Private school in Zhejiang, China

Zhejiang Greentown Football School (浙江绿城足球学校 (浙江綠城足球學校)), also known as Hangzhou Greentown Yuhua Taohuayuan School (杭州绿城育华桃花源学校), is a private full-time school located in Zhongtai, Yuhang District, Hangzhou, Zhejiang, China. It was established in September 2004 by Greentown Group as a full-time private school affiliated with Greentown Education Company.

== History ==
The school was established in September 2004 and is located within the Greentown Zhongtai Football Training Base in Zhongtai Township, Yuhang District, Hangzhou. In 2004, Greentown invested 130 million yuan to build the Zhongtai Football Training Base on 216 mu of land in the western suburbs of Hangzhou; the base is equipped with nine standard training fields.

The school operates under two names: Zhejiang Greentown Football School and Hangzhou Greentown Yuhua Taohuayuan School. The school is not subordinate to Zhejiang Professional Football Club but rather to Greentown Education Group.

== Educational philosophy and curriculum ==
The school's motto is "Be a good person, read good books, play good football. The school operates under the philosophy of "culture first, football as a characteristic." Students attend six cultural classes, two football training classes, and two self-study sessions daily; children train for approximately one and a half hours per day. The school offers Japanese as an elective course.

== Enrollment and student body ==
In 2011, the school had 15 classes from primary to high school, with approximately 350 students and nearly 80 staff members. By 2015, the school had more than 390 students. As of 2019, the school maintained more than 400 students, with two-thirds belonging to the school team and one-third serving as elite players for the football club; the two groups implement a survival-of-the-fittest mechanism with regular assessments. The school has 20 full-time football coaches.

== Academic and professional outcomes ==
The school has produced nearly 400 high school graduates since its first graduating class in 2007, with over 100 becoming professional footballers and the remainder entering university. By 2021, nearly 400 graduates had entered university through cultural and football comprehensive advantages. The school offers referee and coaching courses, with some students obtaining national football referee certificates and E or D level coaching certificates during high school.

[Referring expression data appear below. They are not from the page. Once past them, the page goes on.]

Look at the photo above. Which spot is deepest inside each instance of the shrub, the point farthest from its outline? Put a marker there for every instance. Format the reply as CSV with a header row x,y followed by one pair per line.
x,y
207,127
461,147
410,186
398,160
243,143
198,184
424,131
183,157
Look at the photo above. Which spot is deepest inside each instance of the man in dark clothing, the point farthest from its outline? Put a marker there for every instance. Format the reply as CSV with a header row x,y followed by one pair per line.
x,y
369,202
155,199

== Japanese cooperation ==
In 2012, Zhejiang Professional Football Club invited Japanese coaches to prepare for the National Games, beginning cooperation with Japanese youth training teams. In 2014, through the connection of former head coach Okada Takeshi, the club established comprehensive youth training cooperation with Japanese clubs. In February 2016, the club announced it would switch its Japanese cooperation partner to FC Imabari effective 1 March 2016, with Okada Takeshi's team responsible for training Chinese coaches and the Japanese side leading the production of youth training outlines. By 2019, the cooperation had entered its sixth year, with age groups from 2005 to 2011 trained by Japanese head coaches using the "Okada training method." In December 2023, the club renewed its strategic cooperation agreement with the Japanese youth training team.

== Notable alumni ==
Players produced by the school include Zhang Yuning, Xie Pengfei, Shi Ke, Yan Dinghao, and Tong Lei.